I guess by 2023 standards this sort of cavernous and occasionally technical death metal is somewhat old hat, just because the scene appears to be shifting through so many differing directions with many acts becoming extremely slimy and swampy by design. Even so, this opus is a very rewarding affair that comes built upon slower, doomier segments which at times reek of a cosmic dissonance, although there are plenty of hastier retreats into otherworldly tumult too.
One gets the impression that Tentacult is trying to do something different, where the atmosphere of this record feels cold and expansive; an ideal soundtrack then to falling into the black chasms of spasm not knowing what alien terrors are in search of flesh.
The opening 12-minute slab ‘Primordial Cult – Litany Of Relict Caverns’ features some interesting slow-motion droning and eerie chants before progressing to sturdy chugging. ‘Seismic Assault’, however, begins with an almost thrashy sizzle before the combo embarks on a grey journey of gnashing rhythms.

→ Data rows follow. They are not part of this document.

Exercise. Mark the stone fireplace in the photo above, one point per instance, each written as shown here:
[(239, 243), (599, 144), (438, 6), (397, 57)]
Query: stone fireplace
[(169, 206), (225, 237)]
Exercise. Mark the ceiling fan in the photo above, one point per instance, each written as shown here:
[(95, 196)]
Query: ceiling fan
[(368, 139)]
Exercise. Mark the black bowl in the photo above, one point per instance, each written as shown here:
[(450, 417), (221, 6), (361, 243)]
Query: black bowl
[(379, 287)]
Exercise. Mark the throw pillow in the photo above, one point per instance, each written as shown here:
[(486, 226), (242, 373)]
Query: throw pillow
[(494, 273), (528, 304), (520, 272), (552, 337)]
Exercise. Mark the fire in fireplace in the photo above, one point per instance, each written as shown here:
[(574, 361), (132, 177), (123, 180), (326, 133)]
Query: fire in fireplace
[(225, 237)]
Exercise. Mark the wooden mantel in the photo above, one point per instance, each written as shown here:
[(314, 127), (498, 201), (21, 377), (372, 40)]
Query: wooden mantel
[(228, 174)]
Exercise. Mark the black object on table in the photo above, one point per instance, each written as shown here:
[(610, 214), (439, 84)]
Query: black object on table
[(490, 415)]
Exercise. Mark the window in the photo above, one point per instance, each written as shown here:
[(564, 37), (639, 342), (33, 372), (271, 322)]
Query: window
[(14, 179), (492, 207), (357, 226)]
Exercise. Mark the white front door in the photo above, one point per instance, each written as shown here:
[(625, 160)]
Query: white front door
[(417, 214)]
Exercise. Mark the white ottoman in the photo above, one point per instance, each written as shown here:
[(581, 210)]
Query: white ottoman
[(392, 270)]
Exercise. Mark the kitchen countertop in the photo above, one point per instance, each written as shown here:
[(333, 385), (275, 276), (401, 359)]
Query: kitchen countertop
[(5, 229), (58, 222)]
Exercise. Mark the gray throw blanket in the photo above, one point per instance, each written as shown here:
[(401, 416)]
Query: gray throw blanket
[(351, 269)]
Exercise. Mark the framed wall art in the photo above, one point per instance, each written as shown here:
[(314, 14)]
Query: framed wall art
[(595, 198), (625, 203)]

There is clearly something well thought out and measured about this intergalactic act of the grotesque, and the more I listen the more I feel as though I can give further credit. Fans of the likes of Tomb Mold will no doubt dig the atmosphere of this pallid expression, but for me the band comes into its own with those slower, foreboding moments such as the gruelling entrance of ‘Obsidian Blade’ and parts of the cold yet majestic ‘Into Astral Crypt’ that stirs with avant-garden starkness.
The more this album is played the blacker and bleaker it gets as the combo at times almost promises to veer into early 90s tech-death but instead blankets the listener in a layer of otherworldly ice. Lacerating Pattern is certainly a grower and one which, strangely, I keep playing back to back with Thorn and Nothingness which pretty much sums up the glacial and galactic nature of its layers.